Massive Intervention bewirkte leichte Verbesserung beim Pensionsvorschuss

Erst eine massive Intervention, insbesondere vonseiten der Arbeiterkammer, führte zu einer rückwirkenden Erweiterung des Adressatenkreises für den Pensionsvorschuss, um in der Praxis aufgetretene Härtefälle abzufedern, nämlich:

  • Personen im aufrechten Dienstverhältnis ohne Entgeltfortzahlungsanspruch und nach der Aussteuerung vom Krankengeld und
  • ausgesteuerte Arbeitslose, deren Anspruch auf Arbeitslosengeld bzw. Notstandshilfe wegen eines Aufenthalts in einer Heil- und Pflegeanstalt ex lege ruht

Der Pensionsvorschuss endet aber nach der strengen Judikatur des Verwaltungsgerichtshofes auch in diesen „privilegierten“ Fällen bereits ab Erstellung des negativen Gutachtens und nicht erst, wie früher, mit Rechtskraft der Entscheidung (Bescheid bzw. Urteil). Die Versicherten erfahren in der Regel aber erst einige Woche später durch Zustellung des Bescheids vom Ergebnis der Begutachtung. Der Pensionsvorschuss wird rückwirkend vom AMS eingestellt.

Jedenfalls kein Pensionsvorschuss mehr während des Gerichtsverfahrens, Sonderkrankengeld nur für Personen im aufrechten Dienstverhältnis

Bei Bekämpfung des negativen Bescheids der PVA vor dem Sozialgericht sind die Versicherten erneut mit der Frage der finanziellen Absicherung konfrontiert. Für Arbeitslose gibt es während des Gerichtsverfahrens keinerlei Sonderbestimmungen mehr. Sie müssen sich gegenüber dem AMS für arbeitsfähig erklären und gleichzeitig im Gerichtsverfahren ihre Invalidität bzw. Berufsunfähigkeit beweisen. Für Personen, die nach wie vor in einem aufrechten Dienstverhältnis stehen, wurde (erst) ab 1.1.2016 eine finanzielle Absicherung geschaffen: das Sonderkrankengeld, welches von der ÖGK ab Klagseinbringung für die Dauer der Arbeitsunfähigkeit, längstens bis zur rechtkräftigen Beendigung des Gerichtsverfahrens, ausgezahlt wird.
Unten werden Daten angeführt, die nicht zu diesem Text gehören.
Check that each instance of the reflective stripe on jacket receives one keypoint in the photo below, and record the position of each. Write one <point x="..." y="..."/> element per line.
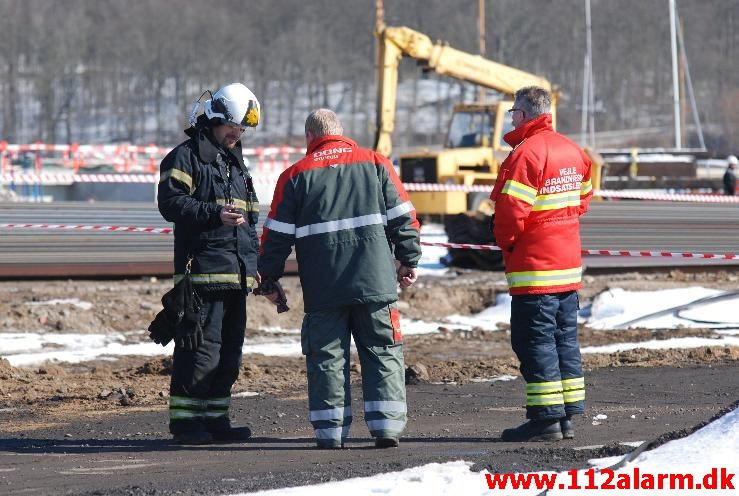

Zwischen Vorliegen des negativen Gutachtens der PVA und Einbringung einer Klage beim Sozialgericht liegt allerdings eine finanzielle Versorgungslücke vor. Im Jahr 2020 haben über 2.000 Personen Sonderkrankengeld bezogen.

Fazit

Was ist von den Reformen rund um den Pensionsvorschuss geblieben? Aufseiten der Arbeitslosen eine erzwungene Janusköpfigkeit, die zu großen Verunsicherungen unter den Betroffenen führt: Während sie sich gegenüber dem AMS für arbeitsfähig erklären müssen, um überhaupt eine Leistung zu bekommen, müssen sie vor Gericht ihre ArbeitsUNfähigkeit beweisen. Die Arbeitslosenzahlen unter gesundheitlich beeinträchtigten Menschen steigen im Übrigen seit Jahren (auch vor Beginn der COVID-19-Pandemie) konsequent an. Für Betroffene im aufrechten Dienstverhältnis wurden die Leistungslücken, die durch die Reform des Pensionsvorschusses aufklafften, zwar großteils gestopft, allerdings führen die neuen Regelungen regelmäßig zu Überforderungen für die rechtlichen Laien. (Stellen Sie sich vor, Sie müssten Anton vom Eingangsfall über seine weiteren finanziellen Versorgungsmöglichkeiten beraten.) Die restriktive Interpretation der konkreten Bestimmungen durch die Gerichte verschärft die Thematik darüber hinaus. Eine Evaluierung der herrschenden Rechtslage wäre daher begrüßenswert.